Apareceu entre nós, no meio de um semestre de aula, a moça que se
apresentava como Isabel, a Redentora, aquela mesmo, libertadora dos pobres
escravos em 1888. Para provar esta sua identidade, perguntava a todos que
dela duvidavam:
- Querem uma certeza disto? Procurem outra Isabel,
a Redentora, por aí e vejam se encontram ela! Sou a única!
Gente
que a conhecia assegurava ser ela aluna da Nacional de Filosofia, apesar
de jantar noturnamente nos bandejões do restaurante da nossa Faculdade. A
questão, porém, não era essa... As pessoas que a circundavam pensaram logo
em apresentá-la a outro membro da real família: D. Sebastião, nome de
nascença do “Imperador”, título pelo qual se alcunhava. Ele regressara ao
nosso convívio depois de longa ausência, da “árdua campanha no Rio da
Prata” e posterior convalescença dos ferimentos recebidos nos
hospitais-manicômios do bairro do Engenho de Dentro ou de Jacarepaguá.
Exageraram até, espalhando que ele, finalmente, terminara o seu famoso
“Tratado sobre todas as coisas do mundo”, tendo, inclusive, para
pesquisas, se aboletado em um porão repleto de... esqueletos!

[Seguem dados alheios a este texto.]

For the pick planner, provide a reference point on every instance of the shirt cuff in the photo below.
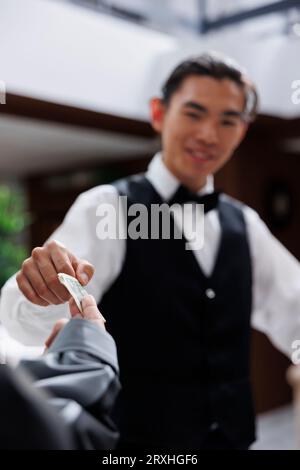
(84, 335)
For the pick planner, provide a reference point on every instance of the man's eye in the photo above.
(193, 115)
(228, 123)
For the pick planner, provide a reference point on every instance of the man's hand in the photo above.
(38, 279)
(90, 312)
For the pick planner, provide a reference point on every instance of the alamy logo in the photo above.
(296, 354)
(2, 92)
(296, 94)
(2, 353)
(120, 221)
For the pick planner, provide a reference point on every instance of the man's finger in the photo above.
(62, 260)
(74, 310)
(90, 309)
(59, 325)
(49, 274)
(84, 272)
(31, 271)
(29, 292)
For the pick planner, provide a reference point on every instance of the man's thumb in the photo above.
(84, 272)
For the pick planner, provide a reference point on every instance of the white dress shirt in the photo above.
(276, 272)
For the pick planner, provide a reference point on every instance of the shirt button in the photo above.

Normalmente, ele se acomodava em uma das confortáveis poltronas do salão
do Centro Acadêmico Cândido de Oliveira (CACO), mergulhava em grossos
livros e, após leitura, rasgava-os justamente no espaço que separavam as
linhas de leitura. No chão, ficavam tiras e mais tiras das páginas
destruídas...
Feitas as esperadas apresentações, ela,
impetuosamente, foi criticando:
-Soube que V. está fazendo um
“Tratado”, mas acho que segue um caminho totalmente errado: vai
desenvolver ele conforme as palavras, em ordem alfabética! Ora... o que
são as palavras? Conteúdos opacos, fontes ocas que os homens inventaram
para satisfações sensoriais. Nada mais! Olha só: qual é a sua religião?
-Católica, apostólica, romana! – ele respondeu.
-Veja bem... -
ela continuou – o que significam essas três palavras? Nada! São invenções
nossas, como protestantismo, espiritismo e outras... todas sem valor!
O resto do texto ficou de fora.